Re: [PATCH v2] KVM: Avoid illegal stage2 mapping on invalid memory slot

[Marc Zyngier <maz@kernel.org>]

On Fri, 09 Jun 2023 11:04:20 +0100,
Gavin Shan <gshan@redhat.com> wrote:
> 
> We run into guest hang in edk2 firmware when KSM is kept as running on
> the host. The edk2 firmware is waiting for status 0x80 from QEMU's pflash
> device (TYPE_PFLASH_CFI01) during the operation of sector erasing or
> buffered write. The status is returned by reading the memory region of
> the pflash device and the read request should have been forwarded to QEMU
> and emulated by it. Unfortunately, the read request is covered by an
> illegal stage2 mapping when the guest hang issue occurs. The read request
> is completed with QEMU bypassed and wrong status is fetched. The edk2
> firmware runs into an infinite loop with the wrong status.
> 
> The illegal stage2 mapping is populated due to same page sharing by KSM
> at (C) even the associated memory slot has been marked as invalid at (B)
> when the memory slot is requested to be deleted. It's notable that the
> active and inactive memory slots can't be swapped when we're in the middle
> of kvm_mmu_notifier_change_pte() because kvm->mn_active_invalidate_count
> is elevated, and kvm_swap_active_memslots() will busy loop until it reaches
> to zero again.
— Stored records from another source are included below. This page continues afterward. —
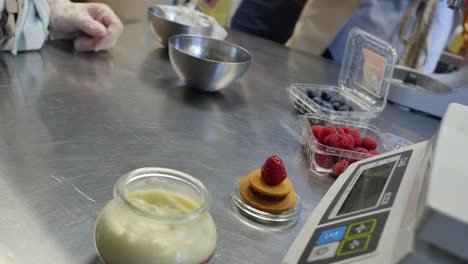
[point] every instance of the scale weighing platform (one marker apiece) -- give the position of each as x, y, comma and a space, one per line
404, 206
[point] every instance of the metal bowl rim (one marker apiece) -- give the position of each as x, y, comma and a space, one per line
175, 22
210, 38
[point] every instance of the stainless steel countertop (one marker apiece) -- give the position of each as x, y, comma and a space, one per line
72, 123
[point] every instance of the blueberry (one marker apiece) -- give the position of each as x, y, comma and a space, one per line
327, 105
326, 96
317, 100
336, 105
311, 94
344, 108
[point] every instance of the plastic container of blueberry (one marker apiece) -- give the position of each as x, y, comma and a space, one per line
331, 152
363, 83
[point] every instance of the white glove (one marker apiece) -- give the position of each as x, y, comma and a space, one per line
92, 26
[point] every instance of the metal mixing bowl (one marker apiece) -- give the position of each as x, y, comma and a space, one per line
163, 24
207, 64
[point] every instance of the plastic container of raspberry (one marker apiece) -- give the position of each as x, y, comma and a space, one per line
363, 83
323, 158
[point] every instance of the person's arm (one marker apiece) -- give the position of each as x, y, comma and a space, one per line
92, 26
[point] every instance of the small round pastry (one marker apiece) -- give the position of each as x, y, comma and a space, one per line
264, 204
258, 184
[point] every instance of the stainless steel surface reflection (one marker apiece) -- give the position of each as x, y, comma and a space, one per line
72, 123
164, 26
207, 64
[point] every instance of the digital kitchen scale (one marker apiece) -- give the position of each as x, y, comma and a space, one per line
404, 206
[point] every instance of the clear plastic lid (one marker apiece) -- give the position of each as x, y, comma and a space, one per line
367, 68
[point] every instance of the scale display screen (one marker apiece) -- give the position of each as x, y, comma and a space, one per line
368, 189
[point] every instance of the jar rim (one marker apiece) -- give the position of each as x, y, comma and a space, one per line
123, 181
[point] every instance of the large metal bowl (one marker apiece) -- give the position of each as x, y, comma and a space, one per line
207, 64
165, 24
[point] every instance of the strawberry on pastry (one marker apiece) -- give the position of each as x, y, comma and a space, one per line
273, 171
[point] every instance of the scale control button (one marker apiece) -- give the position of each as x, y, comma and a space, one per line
331, 235
323, 251
354, 245
362, 227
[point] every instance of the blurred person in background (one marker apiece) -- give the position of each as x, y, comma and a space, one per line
270, 19
27, 24
418, 29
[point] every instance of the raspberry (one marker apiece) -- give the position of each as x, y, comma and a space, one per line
316, 130
369, 143
324, 161
340, 167
324, 132
346, 141
273, 171
344, 130
362, 150
357, 137
332, 141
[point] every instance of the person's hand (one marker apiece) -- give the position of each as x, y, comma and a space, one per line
465, 61
92, 26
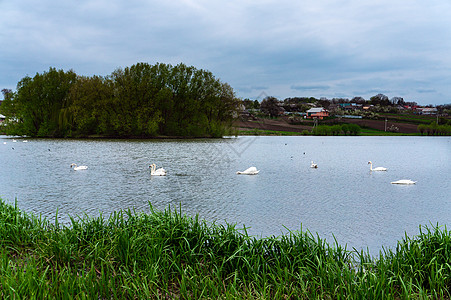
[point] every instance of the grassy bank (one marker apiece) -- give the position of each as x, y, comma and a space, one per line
165, 254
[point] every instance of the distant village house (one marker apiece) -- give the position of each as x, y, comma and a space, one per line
317, 113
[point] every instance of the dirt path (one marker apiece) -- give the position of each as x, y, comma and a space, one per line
283, 125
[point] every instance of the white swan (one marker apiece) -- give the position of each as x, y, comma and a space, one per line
403, 181
376, 169
157, 172
249, 171
78, 168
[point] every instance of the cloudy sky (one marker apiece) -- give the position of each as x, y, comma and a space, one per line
319, 48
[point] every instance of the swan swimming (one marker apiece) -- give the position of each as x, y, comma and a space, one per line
249, 171
403, 181
157, 172
78, 168
376, 169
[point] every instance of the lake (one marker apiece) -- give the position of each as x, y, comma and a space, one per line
342, 198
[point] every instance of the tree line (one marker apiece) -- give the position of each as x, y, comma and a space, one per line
139, 101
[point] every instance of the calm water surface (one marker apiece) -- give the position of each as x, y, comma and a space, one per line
341, 198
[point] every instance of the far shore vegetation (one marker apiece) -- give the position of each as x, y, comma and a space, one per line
169, 255
165, 101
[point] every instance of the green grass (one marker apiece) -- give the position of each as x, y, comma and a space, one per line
166, 255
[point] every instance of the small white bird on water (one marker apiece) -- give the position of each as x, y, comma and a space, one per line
249, 171
78, 168
157, 172
403, 181
376, 169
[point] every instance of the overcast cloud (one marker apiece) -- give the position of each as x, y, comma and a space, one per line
319, 48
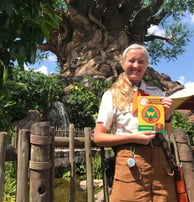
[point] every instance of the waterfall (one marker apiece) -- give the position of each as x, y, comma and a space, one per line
58, 116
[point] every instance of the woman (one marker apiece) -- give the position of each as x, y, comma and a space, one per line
142, 172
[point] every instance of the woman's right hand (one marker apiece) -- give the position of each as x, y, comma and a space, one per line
144, 137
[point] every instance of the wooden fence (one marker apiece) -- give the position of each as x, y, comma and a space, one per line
34, 152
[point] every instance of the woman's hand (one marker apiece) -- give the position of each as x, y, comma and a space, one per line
168, 109
144, 137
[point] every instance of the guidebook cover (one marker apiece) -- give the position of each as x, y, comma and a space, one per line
150, 114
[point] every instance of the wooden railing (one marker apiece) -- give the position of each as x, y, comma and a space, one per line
34, 152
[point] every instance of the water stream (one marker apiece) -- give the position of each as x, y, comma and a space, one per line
62, 191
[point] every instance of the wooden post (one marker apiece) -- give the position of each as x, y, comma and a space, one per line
105, 181
90, 191
52, 155
40, 163
3, 137
72, 162
22, 191
186, 158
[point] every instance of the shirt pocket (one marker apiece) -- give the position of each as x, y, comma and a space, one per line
124, 173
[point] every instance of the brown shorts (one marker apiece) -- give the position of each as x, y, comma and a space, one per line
150, 180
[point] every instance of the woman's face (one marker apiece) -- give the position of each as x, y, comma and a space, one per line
135, 64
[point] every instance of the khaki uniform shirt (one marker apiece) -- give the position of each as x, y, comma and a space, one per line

Besides, the swapping from the active to the inactive memory
> slots is also avoided by holding &kvm->srcu in __kvm_handle_hva_range(),
> corresponding to synchronize_srcu_expedited() in kvm_swap_active_memslots().
> 
>   CPU-A                    CPU-B
>   -----                    -----
>                            ioctl(kvm_fd, KVM_SET_USER_MEMORY_REGION)
>                            kvm_vm_ioctl_set_memory_region
>                            kvm_set_memory_region
>                            __kvm_set_memory_region
>                            kvm_set_memslot(kvm, old, NULL, KVM_MR_DELETE)
>                              kvm_invalidate_memslot
>                                kvm_copy_memslot
>                                kvm_replace_memslot
>                                kvm_swap_active_memslots        (A)
>                                kvm_arch_flush_shadow_memslot   (B)
>   same page sharing by KSM
>   kvm_mmu_notifier_invalidate_range_start
>         :
>   kvm_mmu_notifier_change_pte
>     kvm_handle_hva_range
>     __kvm_handle_hva_range       (C)
>         :
>   kvm_mmu_notifier_invalidate_range_end
> 
> Fix the issue by skipping the invalid memory slot at (C) to avoid the
> illegal stage2 mapping so that the read request for the pflash's status
> is forwarded to QEMU and emulated by it. In this way, the correct pflash's
> status can be returned from QEMU to break the infinite loop in the edk2
> firmware.
> 
> Cc: stable@vger.kernel.org # v5.13+
> Fixes: 3039bcc74498 ("KVM: Move x86's MMU notifier memslot walkers to generic code")
> Reported-by: Shuai Hu <hshuai@redhat.com>
> Reported-by: Zhenyu Zhang <zhenyzha@redhat.com>
> Signed-off-by: Gavin Shan <gshan@redhat.com>
> ---
> v2: Improved changelog suggested by Marc
> ---
>  virt/kvm/kvm_main.c | 3 +++
>  1 file changed, 3 insertions(+)

Reviewed-by: Marc Zyngier <maz@kernel.org>

	M.

-- 
Without deviation from the norm, progress is not possible.